5.1.4 Hormonal communication Flashcards
basics of endocrine communicatiohn
- Cells in an endocrine gland produce hormones and secrete them directly into the blood
- The hormones dissolve in the blood plasma and thus are carried around the body;
- The hormones bind to complementary glycoprotein receptors, usually located in the plasma membrane of specific ‘target’ cells;
- The consequence is a response in the target cells, e.g. a change in metabolism.
what is an endocrine gland?
an organ containing cells specialised to produce hormones and secrete these directly into the blood, usually via exocytosis.
what do endocrine glands not use?
DUCTS!
examples of endocrine glands
pituitary gland
thyroid glands
endocrine pancrease
adrenal gland
ovaries
testes
what is the pituitary gland?
Brain
Master gland - it controls secretions of hormones from some other glands
Secretes:
Human growth hormone (HGH) - promotes muscle/bone growth in children
Anti‐diuretic hormone (ADH) - control of water potential
What is the thyroid gland?
neck
secretes thyroid hormones:
Thyroxine - controls overall metabolic rate, including rate of respiration
what is the endocrine pancreas?
clusters of cells called islets of Langerhans
what is the adrenal gland?
one on top of each kidney
hormones that coordinate responses to short‐ and long‐term stress
Cortisol - (adrenal cortex) - coordinates responses to ongoing stress
Adrenaline - (adrenal medulla) - coordinates the ‘fight‐or‐flight’ response to perceived threat
what are the ovaries?
produces female sex hormones
Oestrogen - controls development of secondary sexual characteristics
during puberty and prepares the uterus lining to receive a fertilised egg;
what are the testis?
produces male sex hormones
Testosterone - controls development of secondary sexual characteristics
during puberty and sperm production.
what is a exocrine gland?
an organ containing cells specialised to produce hormones and secrete the chemicals they produce via a duct
sweat glands
salivary glands
exocrine pancreas
What is this diagram showing? label it.
the endocrine and exocrine glands in the body and their locations
what is a hormone?
chemical messengers which target specific target cells and are soluble in blood plasma, and trael round the body in the blood stream. They are slow acting but have a long effect
how do hormones work?
To produce an effect in a specific target cell, the hormone must bind to a receptor which has a binding site of complementary shape. This receptor may be in the plasma membrane of the target cell or in the cytoplasm (depending on whether the hormone cannot or can cross the plasma membrane).

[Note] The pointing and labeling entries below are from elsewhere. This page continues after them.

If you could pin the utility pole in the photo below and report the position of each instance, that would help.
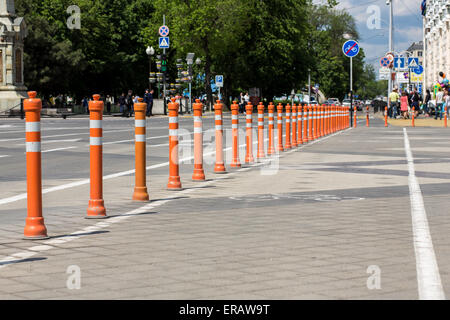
(391, 47)
(164, 73)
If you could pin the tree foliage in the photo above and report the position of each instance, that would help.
(267, 44)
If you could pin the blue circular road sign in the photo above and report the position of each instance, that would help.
(163, 31)
(418, 70)
(350, 48)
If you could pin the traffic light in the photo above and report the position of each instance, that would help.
(164, 63)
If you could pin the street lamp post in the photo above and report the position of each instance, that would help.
(150, 52)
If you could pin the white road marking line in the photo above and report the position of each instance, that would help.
(103, 224)
(78, 183)
(66, 134)
(428, 278)
(58, 149)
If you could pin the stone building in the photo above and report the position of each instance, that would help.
(13, 30)
(436, 24)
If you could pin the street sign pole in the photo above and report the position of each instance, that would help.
(351, 92)
(164, 74)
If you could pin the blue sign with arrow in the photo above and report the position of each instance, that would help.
(418, 70)
(399, 63)
(350, 48)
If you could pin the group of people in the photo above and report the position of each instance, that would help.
(125, 102)
(401, 105)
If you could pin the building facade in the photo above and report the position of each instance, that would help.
(436, 31)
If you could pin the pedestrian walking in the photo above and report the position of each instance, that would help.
(439, 104)
(108, 104)
(404, 105)
(123, 104)
(415, 101)
(241, 103)
(129, 104)
(148, 99)
(393, 102)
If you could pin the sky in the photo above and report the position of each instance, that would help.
(407, 26)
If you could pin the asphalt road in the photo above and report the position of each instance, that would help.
(65, 149)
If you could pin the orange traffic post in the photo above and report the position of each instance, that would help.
(322, 120)
(299, 124)
(96, 208)
(34, 223)
(271, 148)
(280, 127)
(294, 126)
(305, 124)
(288, 144)
(385, 116)
(174, 183)
(199, 173)
(445, 117)
(219, 166)
(235, 163)
(249, 136)
(260, 155)
(140, 188)
(315, 116)
(310, 135)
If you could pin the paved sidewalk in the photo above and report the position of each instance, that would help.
(310, 229)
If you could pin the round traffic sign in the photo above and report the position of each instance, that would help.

the binding of a hormone to a complementary receptor will trigger a change in the metabolism of a target cell.
what are the two main types of hormones?
Steroid hormones
Non-steroid hormones
describe a steroid hormone
lipid-soluble - hydrophobic + non‐polar molecular structure
Able to pass through the phospholipid bilayer of a plasma membrane by simple diffusion
their receptors are located within the cell cytoplasm.
what is the the sequence of events which leads to an effect in the target cell for STEROID hormones?
- Steroid hormone diffuses through the phospholipid bilayer into the target cell.
- When the steroid hormone binds to its complementary receptor in the cytoplasm of a target cell, a hormone‐receptor complex is formed.
- This complex may then enter the nucleus (via a nuclear pore) and bind directly to DNA: the hormone‐receptor complex is now an active transcription factor (whereas the receptor alone was an inactive transcription factor which didn’t have the appropriate shape to bind to the DNA).
- The active transcription factor (i.e. the hormone‐receptor complex) may bind directly to the promoter of a gene and help (or hinder) the binding of RNA polymerase to the promotor; or, it may bind to a control sequence some distance in front of the promoter and indirectly influence the binding of RNA polymerase.
- The effect of the hormone is therefore to trigger a change in the gene expression of the target cell, e.g. a gene that was previously switched off may now be switched on, i.e. transcribed to mRNA which is then translated. For example, the cell may now start producing a new enzyme, altering its metabolism.
what is a promoter?
region of DNA in front of a gene which acts as binding site for RNA polymerase
describe a non-steroid hormone
Protein or amino acid-derivatives
water-soluble - hydrophilic polar structure
they cannot freely pass through the phospholipid bilayer of a plasma membrane
receptors embedded in the plasma membrane of target cells - hormone can bind to the receptor without entering the cell
receptors made of glycoprotein and have a specific binding site that is complementary in shape to a specific hormone
what is the the sequence of events which leads to an effect in the target cell for NON-STEROID hormones?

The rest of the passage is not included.